If you work in internal communications, you have likely struggled to quantify the work you do.
External communication efforts are generally much simpler to measure. Your marketing team can share social media metrics such as likes, follows, and shares. For your external-focused teams, an increase in sales always serves as the strongest indicator that communications have been effective.
Employee communications can be much more challenging to measure, but that doesn’t mean there aren’t KPIs and targets you should aim for. Seth Godin reminds us that “what you measure usually gets paid attention to, and what you pay attention to, usually gets better.”
What are you measuring? Which KPIs do you track to show the impact of your work?

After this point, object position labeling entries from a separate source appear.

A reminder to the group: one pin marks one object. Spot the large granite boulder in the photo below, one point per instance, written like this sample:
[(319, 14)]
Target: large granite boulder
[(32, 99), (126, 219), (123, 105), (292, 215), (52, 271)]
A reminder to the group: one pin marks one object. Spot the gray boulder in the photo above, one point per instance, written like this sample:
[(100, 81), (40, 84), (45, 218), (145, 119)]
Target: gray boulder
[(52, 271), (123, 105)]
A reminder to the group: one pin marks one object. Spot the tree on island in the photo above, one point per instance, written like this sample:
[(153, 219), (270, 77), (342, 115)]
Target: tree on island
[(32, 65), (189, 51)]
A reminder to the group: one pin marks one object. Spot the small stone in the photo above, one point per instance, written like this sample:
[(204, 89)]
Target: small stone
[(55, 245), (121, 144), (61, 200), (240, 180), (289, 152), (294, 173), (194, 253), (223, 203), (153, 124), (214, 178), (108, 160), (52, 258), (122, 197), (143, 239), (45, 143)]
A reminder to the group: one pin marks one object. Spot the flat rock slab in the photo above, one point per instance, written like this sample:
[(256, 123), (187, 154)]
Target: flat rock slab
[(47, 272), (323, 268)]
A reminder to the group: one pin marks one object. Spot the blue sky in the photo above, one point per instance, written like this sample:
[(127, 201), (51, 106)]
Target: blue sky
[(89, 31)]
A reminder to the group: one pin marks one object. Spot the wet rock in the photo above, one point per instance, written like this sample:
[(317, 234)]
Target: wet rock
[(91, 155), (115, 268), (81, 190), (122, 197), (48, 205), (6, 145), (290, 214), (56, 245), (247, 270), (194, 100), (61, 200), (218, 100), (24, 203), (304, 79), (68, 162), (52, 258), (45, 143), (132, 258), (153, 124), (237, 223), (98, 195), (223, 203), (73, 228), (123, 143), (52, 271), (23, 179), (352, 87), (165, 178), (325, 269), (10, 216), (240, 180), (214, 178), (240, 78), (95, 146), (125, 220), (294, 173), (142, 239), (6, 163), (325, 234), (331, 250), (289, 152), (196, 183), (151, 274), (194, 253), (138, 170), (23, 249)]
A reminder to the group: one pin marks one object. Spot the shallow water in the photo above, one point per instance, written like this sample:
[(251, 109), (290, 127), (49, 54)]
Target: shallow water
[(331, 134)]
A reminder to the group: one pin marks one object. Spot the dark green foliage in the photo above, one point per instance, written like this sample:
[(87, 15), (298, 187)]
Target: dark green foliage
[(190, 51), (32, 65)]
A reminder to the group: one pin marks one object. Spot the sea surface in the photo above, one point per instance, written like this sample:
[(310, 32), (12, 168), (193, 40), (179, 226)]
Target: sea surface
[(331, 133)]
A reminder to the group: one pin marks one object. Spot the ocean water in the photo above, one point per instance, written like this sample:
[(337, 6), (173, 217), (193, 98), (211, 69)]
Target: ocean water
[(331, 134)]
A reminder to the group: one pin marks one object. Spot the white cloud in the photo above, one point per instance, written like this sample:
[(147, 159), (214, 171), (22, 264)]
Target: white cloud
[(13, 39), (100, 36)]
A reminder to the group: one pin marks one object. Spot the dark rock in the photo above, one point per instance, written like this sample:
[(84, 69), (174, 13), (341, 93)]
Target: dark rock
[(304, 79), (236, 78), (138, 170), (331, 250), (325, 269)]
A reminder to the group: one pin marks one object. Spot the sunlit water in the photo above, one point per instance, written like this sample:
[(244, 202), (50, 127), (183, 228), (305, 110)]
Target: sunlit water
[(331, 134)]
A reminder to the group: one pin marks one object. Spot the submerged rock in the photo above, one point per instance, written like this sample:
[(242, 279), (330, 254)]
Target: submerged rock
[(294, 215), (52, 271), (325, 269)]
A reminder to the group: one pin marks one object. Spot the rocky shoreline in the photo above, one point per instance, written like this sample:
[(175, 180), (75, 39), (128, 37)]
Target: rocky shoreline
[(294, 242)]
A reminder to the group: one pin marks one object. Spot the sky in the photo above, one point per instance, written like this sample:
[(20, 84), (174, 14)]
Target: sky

Here are six recommendations for measuring the impact of employee communications in your organization
1) Employee engagement rates
Start by conducting an employee engagement survey through a company like Culture Amp or TINYpulse to understand your current state. Ask specific, communication-related questions such as “On a scale of 1-10, how well does your current supervisor communicate with you?” and “Do you know about corporate initiatives, company goals, and events happening on a weekly basis?”
After establishing a benchmark, set goals for increasing your employee engagement rates with a specific goal to improve performance on communication-related questions.
2) Open/read rates for messages
You may spend lots of time crafting messages for your employees, but do you know if anyone is reading them? As of 2019, company-wide emails have an average open rate of 21.33%, but targeted channels such as Red e App boast average read rates of 74.31% across all customers.
Use digital tools for communication as much as possible so that you know what your current open rates are, and establish goals for increasing your open rates.
3) Adoption rates for new tools and benefits
If you’ve implemented a new employee recognition program, do you know how many of your employees are participating?
If you started promoting your new employee app, do you know how many employees have downloaded it?
If you are communicating effectively, your employees should know about your new initiatives and they should understand the value enough to participate. You are doing your job well when your efforts gain traction and you get at least 50% of your employees to join in.
4) Responses and feedback
How often do you receive and respond to questions from employees? Successful internal communications professionals don’t just push information out to employees, they create a dialogue. Set up simple suggestion forms, ask for feedback, and utilize platforms that make it easy for employees to engage with you.
Encourage employees to engage in 2-way communication with peers and managers, and create events (digital and in-person) to help facilitate dialogue.
5) Employee turnover
If you have higher-than-average industry turnover this is probably already on your radar. Employees who are highly engaged and feel a strong connection to their companies rarely leave.
One of the major reasons employees leave their jobs is because of their relationship (or lack thereof) with their boss or immediate supervisor. How are you facilitating communications from the top down and at every layer in-between?
If you see an organization-wide decrease in employee turnover, this is a great sign of a job well done for an internal communicator.
6) Contributions to organizational goals
Ultimately, the internal communications professional’s job is to contribute to overall company goals, which likely include increased sales, better product quality, improved customer service, and lower costs.
Employee communication plays a role in helping every company achieve these goals. Keep an eye on your company’s biggest targets and ensure that you are aligned and supporting these efforts with your communications.